Travel writer Cindy Bigras and Azores guide Luis Daniel.
Travel writer Cindy Bigras and Azores guide Luis Daniel in Caloura, Sao Miguel

However exciting travel may be, there is nothing better than that first night back when you sleep in a very familiar bed and wake up to the sounds and smells you’re used to living with every day. No hotel room can be as good as one’s own bed!

A few random thoughts about the Azores, many learned from Luis our guide, who proved to be a font of facts and background about just about anything in Europe.

*The Azores rely on geothermal systems, drawing the scalding water up from the ground to make steam and turn generators, it provides about 40% of their electricity.

*In the summer, travelers between islands are strictly limited to only 20 kilos of freight and luggage. Some travelers end up paying more than the price of their ticket in freight charges and sometimes the pilots eject luggage that weighs too much, and the visitors have to wait until the next flight comes in to get their bags.

*The population of the islands has been going down for many years; it stands now at about 244,000 and on some islands like Santa Maria it’s plummeted by half.
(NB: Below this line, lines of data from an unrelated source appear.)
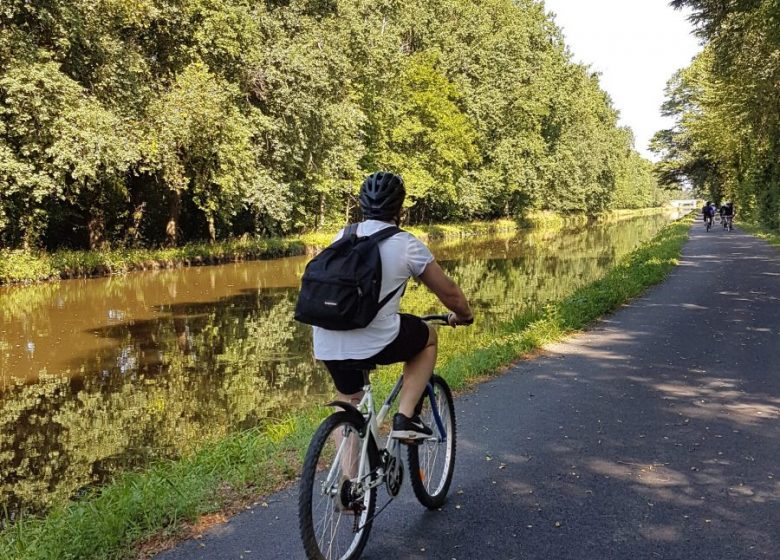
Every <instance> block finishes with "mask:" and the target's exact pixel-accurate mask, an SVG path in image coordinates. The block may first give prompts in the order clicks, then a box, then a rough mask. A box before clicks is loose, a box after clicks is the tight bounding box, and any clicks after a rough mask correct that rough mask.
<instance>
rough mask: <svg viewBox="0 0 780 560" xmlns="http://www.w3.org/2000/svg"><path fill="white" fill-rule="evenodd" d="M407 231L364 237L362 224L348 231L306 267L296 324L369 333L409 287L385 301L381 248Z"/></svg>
mask: <svg viewBox="0 0 780 560" xmlns="http://www.w3.org/2000/svg"><path fill="white" fill-rule="evenodd" d="M401 231H402V230H401V229H399V228H397V227H395V226H393V227H388V228H384V229H382V230H380V231H378V232H376V233H375V234H373V235H369V236H367V237H358V236H357V224H352V225H350V226H347V228H346V229H345V230H344V235H342V237H341V238H340V239H337V240H336V241H335V242H333V243H332V244H331V245H330V246H328V247H327V248H325V249H324V250H323V251H322V252H321V253H320V254H319V255H317V256H316V257H314V258H313V259H312V260H311V261H310V262H309V264H307V265H306V270H305V271H304V273H303V278H302V280H301V292H300V294H299V295H298V303H297V304H296V305H295V320H296V321H300V322H301V323H306V324H307V325H314V326H317V327H322V328H325V329H329V330H333V331H349V330H353V329H362V328H363V327H366V326H367V325H368V324H369V323H370V322H371V321H373V320H374V317H376V314H377V313H379V310H380V309H382V307H384V305H385V304H386V303H387V302H388V301H390V298H392V297H393V296H394V295H395V294H396V292H398V290H400V289H401V287H402V286H404V285H405V282H404V283H402V284H401V286H398V287H397V288H396V289H394V290H393V291H392V292H390V293H389V294H387V295H386V296H385V297H384V298H382V300H381V301H380V299H379V291H380V290H381V289H382V259H381V258H380V256H379V242H380V241H383V240H385V239H387V238H388V237H392V236H393V235H395V234H397V233H400V232H401Z"/></svg>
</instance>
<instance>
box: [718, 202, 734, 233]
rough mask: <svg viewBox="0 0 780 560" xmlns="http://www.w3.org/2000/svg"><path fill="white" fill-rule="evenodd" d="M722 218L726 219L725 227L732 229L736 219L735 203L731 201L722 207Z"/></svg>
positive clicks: (725, 220) (725, 227)
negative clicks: (735, 212) (734, 206)
mask: <svg viewBox="0 0 780 560" xmlns="http://www.w3.org/2000/svg"><path fill="white" fill-rule="evenodd" d="M721 219H722V220H724V222H723V227H725V228H727V229H731V227H732V223H733V220H734V203H733V202H731V201H729V202H727V203H726V204H725V205H724V206H723V208H721Z"/></svg>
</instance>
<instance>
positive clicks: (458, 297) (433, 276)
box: [420, 261, 474, 323]
mask: <svg viewBox="0 0 780 560" xmlns="http://www.w3.org/2000/svg"><path fill="white" fill-rule="evenodd" d="M420 281H422V283H423V284H425V285H426V286H427V287H428V289H430V290H431V291H432V292H433V293H434V294H436V297H438V298H439V301H441V302H442V303H443V304H444V305H445V307H446V308H447V309H449V310H450V311H452V312H453V313H455V322H456V323H467V322H470V321H471V320H472V319H473V318H474V315H473V314H472V312H471V308H470V307H469V302H468V301H467V300H466V296H464V295H463V291H462V290H461V289H460V288H459V287H458V285H457V284H456V283H455V282H453V281H452V279H451V278H450V277H449V276H447V275H446V274H445V273H444V271H443V270H442V269H441V267H440V266H439V263H437V262H436V261H433V262H431V263H429V264H428V266H426V267H425V270H424V271H423V273H422V274H421V275H420Z"/></svg>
There are not many jobs on smaller islands separated by 300 kilometers from Sao Miguel.

*If not for the Azores, NATO would never have admitted Portugal into its ranks. That’s because back then in the 70s the country was a dictatorship, but the generals wanted access to the Azores’ strategic harbors and listening posts.

*In the village of Furnas there are 97 springs and 27 different types of water, here the earth’s crust is just 3000 meters, that’s why there are so many bubbling hot springs. In most of the world the crust is ten times thicker.
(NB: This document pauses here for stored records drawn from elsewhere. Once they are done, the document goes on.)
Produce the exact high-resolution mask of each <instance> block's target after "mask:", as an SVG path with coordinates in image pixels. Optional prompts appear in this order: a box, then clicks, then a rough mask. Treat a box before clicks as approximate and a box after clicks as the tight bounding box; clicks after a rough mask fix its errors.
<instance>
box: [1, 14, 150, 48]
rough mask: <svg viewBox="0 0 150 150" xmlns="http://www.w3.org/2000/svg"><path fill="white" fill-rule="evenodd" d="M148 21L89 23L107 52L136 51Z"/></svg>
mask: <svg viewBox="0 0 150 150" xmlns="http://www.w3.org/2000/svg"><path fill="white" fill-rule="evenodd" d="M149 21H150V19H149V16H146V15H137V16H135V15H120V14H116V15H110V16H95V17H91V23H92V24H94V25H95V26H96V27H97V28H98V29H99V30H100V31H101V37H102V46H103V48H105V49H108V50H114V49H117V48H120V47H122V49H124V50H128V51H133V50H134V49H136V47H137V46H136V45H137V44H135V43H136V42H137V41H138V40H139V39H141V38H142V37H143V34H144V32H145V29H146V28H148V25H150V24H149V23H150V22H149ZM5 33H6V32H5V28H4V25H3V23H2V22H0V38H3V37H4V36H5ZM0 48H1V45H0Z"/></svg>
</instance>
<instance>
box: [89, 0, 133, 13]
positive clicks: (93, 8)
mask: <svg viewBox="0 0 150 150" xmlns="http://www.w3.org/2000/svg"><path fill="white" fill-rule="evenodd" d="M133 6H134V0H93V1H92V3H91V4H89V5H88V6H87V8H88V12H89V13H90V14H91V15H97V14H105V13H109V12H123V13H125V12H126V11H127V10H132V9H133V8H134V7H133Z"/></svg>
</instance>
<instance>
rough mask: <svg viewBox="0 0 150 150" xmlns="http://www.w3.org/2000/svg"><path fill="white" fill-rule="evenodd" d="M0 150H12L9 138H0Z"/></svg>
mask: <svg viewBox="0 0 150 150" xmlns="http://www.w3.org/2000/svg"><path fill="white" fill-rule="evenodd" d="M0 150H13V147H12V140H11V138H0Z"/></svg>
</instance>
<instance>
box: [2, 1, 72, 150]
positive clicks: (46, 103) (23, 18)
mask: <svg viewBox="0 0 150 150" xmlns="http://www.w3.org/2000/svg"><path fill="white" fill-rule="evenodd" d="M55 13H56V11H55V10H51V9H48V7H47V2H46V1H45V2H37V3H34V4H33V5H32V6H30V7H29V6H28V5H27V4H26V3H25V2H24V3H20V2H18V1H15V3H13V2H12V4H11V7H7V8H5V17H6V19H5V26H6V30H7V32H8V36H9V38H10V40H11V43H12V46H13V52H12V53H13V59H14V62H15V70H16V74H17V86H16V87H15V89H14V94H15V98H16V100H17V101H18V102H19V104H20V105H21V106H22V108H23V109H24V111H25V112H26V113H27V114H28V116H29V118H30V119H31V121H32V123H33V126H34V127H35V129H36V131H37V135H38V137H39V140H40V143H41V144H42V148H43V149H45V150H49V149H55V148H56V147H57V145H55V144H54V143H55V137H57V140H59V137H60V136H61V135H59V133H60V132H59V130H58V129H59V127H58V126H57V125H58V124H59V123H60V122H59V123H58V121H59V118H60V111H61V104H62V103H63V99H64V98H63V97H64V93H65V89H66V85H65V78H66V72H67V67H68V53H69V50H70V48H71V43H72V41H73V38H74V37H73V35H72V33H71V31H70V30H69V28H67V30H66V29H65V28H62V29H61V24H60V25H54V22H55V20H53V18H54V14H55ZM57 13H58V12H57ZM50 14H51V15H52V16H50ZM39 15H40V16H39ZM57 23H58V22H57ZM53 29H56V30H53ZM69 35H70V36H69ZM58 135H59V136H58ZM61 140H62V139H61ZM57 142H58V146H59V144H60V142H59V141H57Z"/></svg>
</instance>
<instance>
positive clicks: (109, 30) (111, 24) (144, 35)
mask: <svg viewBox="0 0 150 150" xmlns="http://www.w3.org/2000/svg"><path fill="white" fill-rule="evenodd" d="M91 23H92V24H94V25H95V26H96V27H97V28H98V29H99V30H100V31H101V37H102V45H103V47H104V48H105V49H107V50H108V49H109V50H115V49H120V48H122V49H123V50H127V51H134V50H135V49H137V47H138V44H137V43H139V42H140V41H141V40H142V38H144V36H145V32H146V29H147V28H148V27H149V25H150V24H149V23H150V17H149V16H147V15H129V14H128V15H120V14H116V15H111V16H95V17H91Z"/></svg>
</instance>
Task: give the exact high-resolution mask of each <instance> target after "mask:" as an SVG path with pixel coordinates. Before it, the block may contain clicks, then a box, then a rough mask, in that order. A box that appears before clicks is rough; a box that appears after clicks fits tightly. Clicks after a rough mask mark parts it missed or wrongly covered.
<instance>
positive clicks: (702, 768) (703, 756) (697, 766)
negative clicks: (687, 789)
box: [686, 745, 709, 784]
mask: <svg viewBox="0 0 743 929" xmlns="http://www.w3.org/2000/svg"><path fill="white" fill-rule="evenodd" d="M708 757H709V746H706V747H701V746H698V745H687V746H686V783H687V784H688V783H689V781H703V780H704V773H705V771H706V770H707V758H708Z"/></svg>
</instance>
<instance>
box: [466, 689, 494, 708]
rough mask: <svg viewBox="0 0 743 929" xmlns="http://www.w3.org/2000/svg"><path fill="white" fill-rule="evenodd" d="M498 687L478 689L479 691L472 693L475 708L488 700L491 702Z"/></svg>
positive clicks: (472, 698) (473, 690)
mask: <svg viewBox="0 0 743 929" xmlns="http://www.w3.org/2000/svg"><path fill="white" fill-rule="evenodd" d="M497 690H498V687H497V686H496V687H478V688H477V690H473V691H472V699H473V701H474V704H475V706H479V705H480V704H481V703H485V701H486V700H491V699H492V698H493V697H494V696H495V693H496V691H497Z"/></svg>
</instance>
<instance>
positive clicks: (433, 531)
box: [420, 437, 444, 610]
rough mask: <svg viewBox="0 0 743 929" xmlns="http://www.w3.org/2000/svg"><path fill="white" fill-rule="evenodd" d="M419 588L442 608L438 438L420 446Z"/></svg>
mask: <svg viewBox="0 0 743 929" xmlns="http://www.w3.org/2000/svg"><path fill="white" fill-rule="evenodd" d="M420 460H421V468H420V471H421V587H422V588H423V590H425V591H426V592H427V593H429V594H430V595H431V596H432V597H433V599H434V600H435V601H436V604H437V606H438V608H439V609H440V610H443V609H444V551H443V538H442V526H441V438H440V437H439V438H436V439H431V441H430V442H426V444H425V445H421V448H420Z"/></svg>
*An earthquake in 1957 nearly emptied the island of Faial, and then senator John F. Kennedy arranged to let hundreds of thousands of Azoreans emigrate to the US. At one point the islands seriously considered letting the US annex them, since the Portuguese government was so weak in its response to the devastation of the earthquake.

*The name Azores has three possible origins: A buzzard is known by the same name; a town in central Portugal where many original settlers came from is called Azores and it might have referred to the azure blue of the sea first seen by explorers.